페이지

2022년 4월 2일 토요일

Vanilla GAN

 We have covered quite a bit of ground in understanding the basics of GANs. In ghis section, we will apply that understanding and build a GAN from scratch. This generative model will consist of a repreating block architecture, similar to the one presented in the original paper. We will try to replicate the task of generating MNIST digits using our network.

The overall GAN setup can be seen in Figure 6.8. The figure outlines a generator model with moise vector z as input and repeating blocks that transform and scale up the vector to the required dimensions. Each block consists of a dense layer followed by Leaky ReLU activation and a batch-normalization layer, We simply reshape the output from the final block to transform it into the required output image size.

The descriminator, on the other hand, is a simple feedforward network. This model takes an image as input( a real image or the fake output from the generator) and classifies it as real or fake. This simple setup of two competing models helps us to train the overall GAN.

We will be relying on TensorFlow 2 and using the high-level Keras API wherever possible. The first step is to define the discriminator model.
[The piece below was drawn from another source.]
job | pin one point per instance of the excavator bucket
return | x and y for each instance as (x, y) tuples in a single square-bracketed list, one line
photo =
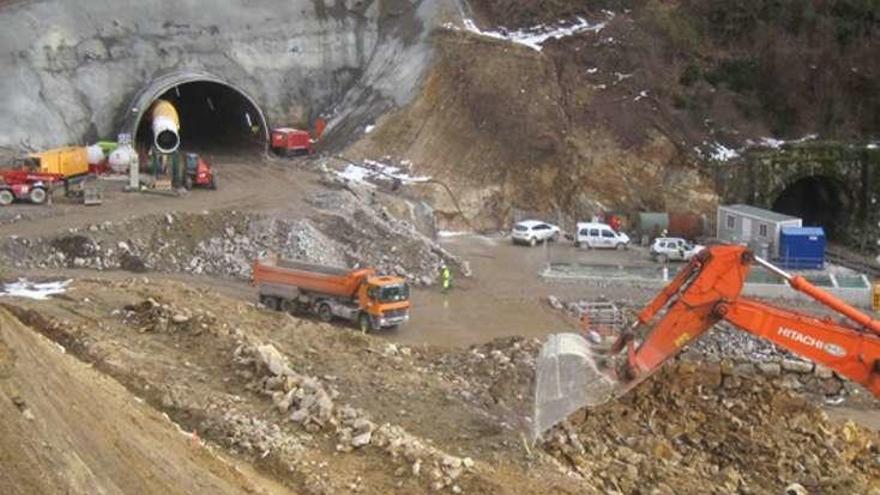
[(570, 375)]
In this implementation, we will use a very basic multi-layer perceptron(MLP) as the discriminator model:

def build_discriminator(input_shape=(28,28,), verbose=True):

    """

    Utility method to build a MLP discriminator

    Parameters:

        input_shape:

            type:tuple, shape of input image for classification. 
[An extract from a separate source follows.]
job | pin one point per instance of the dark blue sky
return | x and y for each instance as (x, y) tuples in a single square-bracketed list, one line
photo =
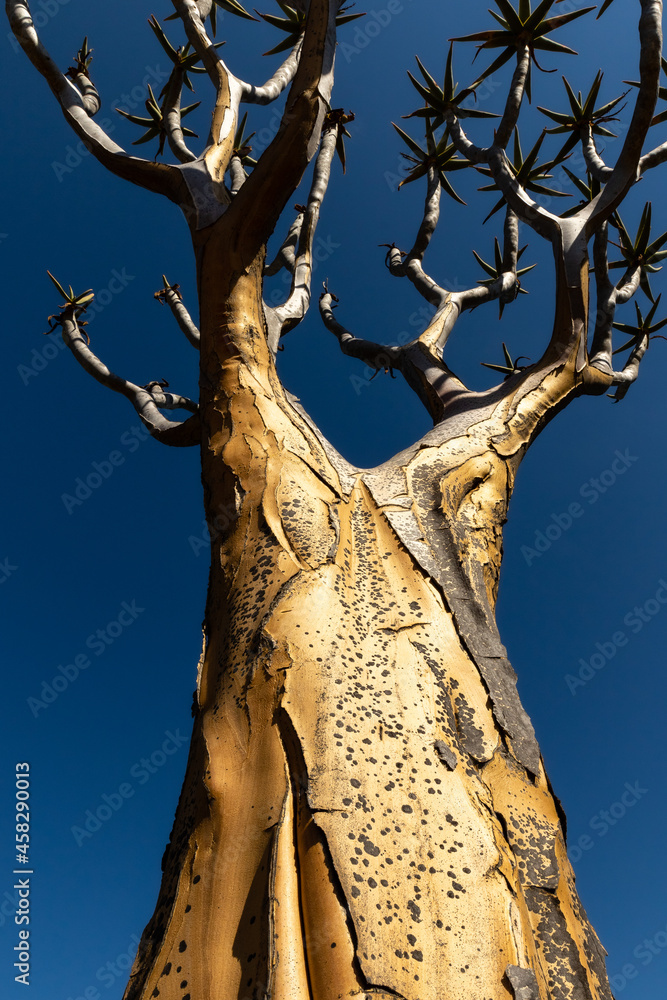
[(107, 594)]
                Default shape is (28,28)-> MNIST

        verbose:

            type:boolean. Print model summary if set to true.

    Returns:    

        tensorflow.keras.model object

"""

    model = Sequential()

    model.add(Input(shape=input_shape))

    model.add(Flatten())

    model.add(Dense(512))

    model.add(LeakyReLU(alpha=0.2))

    model.add(Dense(1, activation='sigmoid'))


    if vervose:

        model.summary()

    return model

We will use the sequential API to prepare this simple model, with just four layers and the final output layer with sigmoid activation. Since we have a binary classification task, we have only one unit in the final layer, We will use binary cross-entropy loss to train the discriminator model.

The generator model is also a multi-layer perceptron with multiple layers scaling up the  noise vector z to the desired size. Since our task is to generate MNIST-like output samples, the final reshape layer will convert the flat vector into a 28*28 output shape. Note that we will make use of batch normalizaiton to stabilize model training. The following snippet shows a utility method for building the gene4rator model:

def build_generator(z_dim=100, output_shape=(28,28), verbose=True):

    """

    Utility mothod to build a MLP generator

    Parameters:

        z_dim:

            type:int(positive). Size of input noise vector to be used as model input.
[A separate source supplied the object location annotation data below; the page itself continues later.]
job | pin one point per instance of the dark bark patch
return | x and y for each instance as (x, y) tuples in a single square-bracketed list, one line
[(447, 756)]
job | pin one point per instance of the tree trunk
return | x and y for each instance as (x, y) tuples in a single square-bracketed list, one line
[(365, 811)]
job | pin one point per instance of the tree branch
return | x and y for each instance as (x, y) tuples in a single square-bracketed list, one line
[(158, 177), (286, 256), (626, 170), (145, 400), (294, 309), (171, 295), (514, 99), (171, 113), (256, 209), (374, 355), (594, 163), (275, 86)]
                default value is 100

        output_shape:    type:tuple. Shape of output image.

                                Default shape is (28,28)->MNIST

    Returns:

        tensorflow.keras.model object

    """

    model = Sequential()

    model.add(Input(shape=(z_dim,)))

    model.add(Dense(256, input_dim=z_dim))

    model.add(LeakyReLU(alpha=0.2))

    model.add(BatchNormalization(momentum=0.8))

    model.add(Dense(512))

    model.add(LeakyReLU(alpha=0.2))

    model.add(BatchNormalization(momentum=0.8))

    model.add(Dense(np.prod(output_shape), activation='tanh'))

    model.add(Reshape(output_shape))

    

    if verbose:

        model.summary()

    return model

We simply use these utility methods to create generator and discriminator model objects. The following snippet uses these two model objects to create the GAN object as well:

discriminator = build_discriminator()

discriminator.compile(loss='binary_crossentropy',

                                optimizer=adam(0.0002, 0.5),

                                metrics=['accuracy'])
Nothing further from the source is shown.